‘‘Un œil indiscret’’ : thriller érotique brésilien américanisé   

‘‘Un œil indiscret’’ est une minisérie brésilienne de dix épisodes qui, selon les médias, serait en train de cartonner sur Netflix. Erotisme brésilien à la manière américaine, avec des personnages de rêve, ressemblant à des mannequins et vivant dans l’opulence.  

Par Mohamed Sadok Lejri *

L’intrigue tourne autour de Miranda, une jeune femme qui mène une vie monotone et ennuyeuse dans son appartement, mais qui est très douée dans le piratage informatique. Elle passe le clair de son temps à espionner sa voisine d’en face, Cléo, une prostituée de luxe, en observant en catimini ses ébats sexuels, jusqu’au jour où elle se retrouve embarquée dans une machination diabolique.

C’est une série qui réussit à tenir le public en haleine, mais dont le scénario est invraisemblable. En effet, les liens familiaux entre les personnages sont entremêlés de façon bizarre, il y a trop de coïncidences et les engrenages semblent être sans fin. Qui plus est, le montage et le traitement des événements sont calqués sur le système narratif des thrillers américains, l’ensemble de la série est régi par des codes visuels, gestuels et sonores très américains.

Spectacle et divertissement

D’ailleurs, la bande-son d’‘‘Un œil indiscret’’ est digne d’un téléfilm de M6. Les bonnes chansons brésiliennes déclamées en portugais ne figurent presque pas sur la bande sonore de cette minisérie. Tout ceci nous donne une désagréable impression de déjà-vu. L’essentiel est de surprendre le public et de lui en mettre plein la vue. A ce niveau-là, cette fiction tient ses promesses car, pour ce qui est du spectacle et du divertissement, on en a pour son argent.

En fait, cette série est un mélange de fictions américaines et de telenovas brésiliennes signées TV Globo.

Les personnages qui sont censés être des «gens normaux» ressemblent à des mannequins. Ils vivent dans l’opulence et ont des corps de rêve. Ils sont obnubilés par leurs problèmes personnels et leurs déboires sentimentaux; on ne les voit jamais travailler alors qu’ils mènent un train de vie fastueux et ont des corps d’athlètes qui passent huit heures par jour à la salle de sport (corps écorchés, tablettes de chocolat, etc.).

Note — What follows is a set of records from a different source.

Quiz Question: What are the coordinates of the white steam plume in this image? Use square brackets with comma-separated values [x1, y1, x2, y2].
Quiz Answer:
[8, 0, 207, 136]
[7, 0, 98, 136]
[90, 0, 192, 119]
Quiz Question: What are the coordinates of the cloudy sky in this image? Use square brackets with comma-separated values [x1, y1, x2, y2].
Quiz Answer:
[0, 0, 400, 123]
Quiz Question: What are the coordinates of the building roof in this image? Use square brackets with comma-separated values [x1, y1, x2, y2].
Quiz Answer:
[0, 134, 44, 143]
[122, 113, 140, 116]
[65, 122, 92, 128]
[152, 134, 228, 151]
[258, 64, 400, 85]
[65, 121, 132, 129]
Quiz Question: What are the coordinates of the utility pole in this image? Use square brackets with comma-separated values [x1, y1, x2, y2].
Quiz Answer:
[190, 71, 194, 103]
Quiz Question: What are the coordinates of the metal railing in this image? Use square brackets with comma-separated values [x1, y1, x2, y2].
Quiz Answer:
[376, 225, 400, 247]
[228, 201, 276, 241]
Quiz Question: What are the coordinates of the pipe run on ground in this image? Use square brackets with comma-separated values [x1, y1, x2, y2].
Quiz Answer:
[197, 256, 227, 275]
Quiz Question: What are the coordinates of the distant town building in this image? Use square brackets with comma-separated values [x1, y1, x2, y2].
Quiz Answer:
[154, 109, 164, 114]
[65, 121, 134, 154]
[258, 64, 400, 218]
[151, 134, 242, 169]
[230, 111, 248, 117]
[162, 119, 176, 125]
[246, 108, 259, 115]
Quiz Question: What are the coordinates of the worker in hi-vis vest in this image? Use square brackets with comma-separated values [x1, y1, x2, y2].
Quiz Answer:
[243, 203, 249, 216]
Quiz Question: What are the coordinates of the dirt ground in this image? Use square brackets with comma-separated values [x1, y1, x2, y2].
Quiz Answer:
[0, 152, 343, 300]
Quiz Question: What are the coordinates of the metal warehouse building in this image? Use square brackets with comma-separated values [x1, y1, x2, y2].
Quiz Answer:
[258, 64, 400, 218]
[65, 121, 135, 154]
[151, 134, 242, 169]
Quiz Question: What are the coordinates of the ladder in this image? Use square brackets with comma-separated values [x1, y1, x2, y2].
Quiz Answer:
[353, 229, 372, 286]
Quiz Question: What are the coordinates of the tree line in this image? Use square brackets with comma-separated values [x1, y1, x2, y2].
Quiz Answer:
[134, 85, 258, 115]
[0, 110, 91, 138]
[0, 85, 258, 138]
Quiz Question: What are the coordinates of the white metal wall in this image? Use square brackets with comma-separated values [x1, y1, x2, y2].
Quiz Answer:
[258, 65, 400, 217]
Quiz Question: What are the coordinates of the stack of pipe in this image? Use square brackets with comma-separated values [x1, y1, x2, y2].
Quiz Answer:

Mais le plus impressionnant dans ‘‘Un œil indiscret’’, c’est l’imaginaire érotique façonné de bout en bout par les films érotiques américains, tels que ‘‘Silver’’, ‘‘L’Orchidée sauvage’’, ‘‘Feu de glace’’, ‘‘Cinquante nuances de Grey’’, ‘‘365 Dni’’ (un navet polonais encore plus américain que les films américains)… Bref, des films torrides américains qui s’inscrivent dans la lignée de ‘‘Neuf semaines et demie’’, le petit chef-d’œuvre d’Adrian Lyne qui marque un tournant dans le cinéma érotique et qui est un peu à l’origine de ce genre.

En effet, ‘‘Neuf semaines et demie’’, ce film qui date de 1986, avait déjà balisé la voie aux films sensuels qui lui succéderont. Néanmoins, il reste inégalable car tout y est dans ce film : le voyeurisme, la fascination des femmes pour le mâle riche et dominateur, les fantasmes et les jeux érotiques qui s’accompagnent parfois de légères humiliations et d’une soumission desquelles la femme tire un certain plaisir, le striptease, l’utilisation des glaçons pour jouer sur les différences de température, l’étalage de miel sur les différentes parties du corps de sa partenaire pour intensifier les plaisirs sensoriels, notamment le plaisir gustatif…

A quand un film érotique arabe ?

Malgré tous les griefs que nous avons formulés, ‘‘Un œil indiscret’’ se laisse regarder, même si en matière de «brasilianité», on reste sur sa faim, tellement cette série est américanisée. En plus, et c’est toute la force de cette série, elle a le mérite de provoquer quelques érections et de faire durcir les tétons; les scènes de baise sont bien faites.

En revanche, une question lancinante m’a hanté tout au long du visionnage de cette minisérie : toutes les civilisations de ce monde, même les plus conservatrices comme celles du Sud-Est asiatique et d’Amérique latine, produisent leurs films et séries érotiques, sauf nous les dits «Ôrbanes» (Arabes)… A quand nos fictions érotiques ? Bien entendu, c’est une interrogation rhétorique.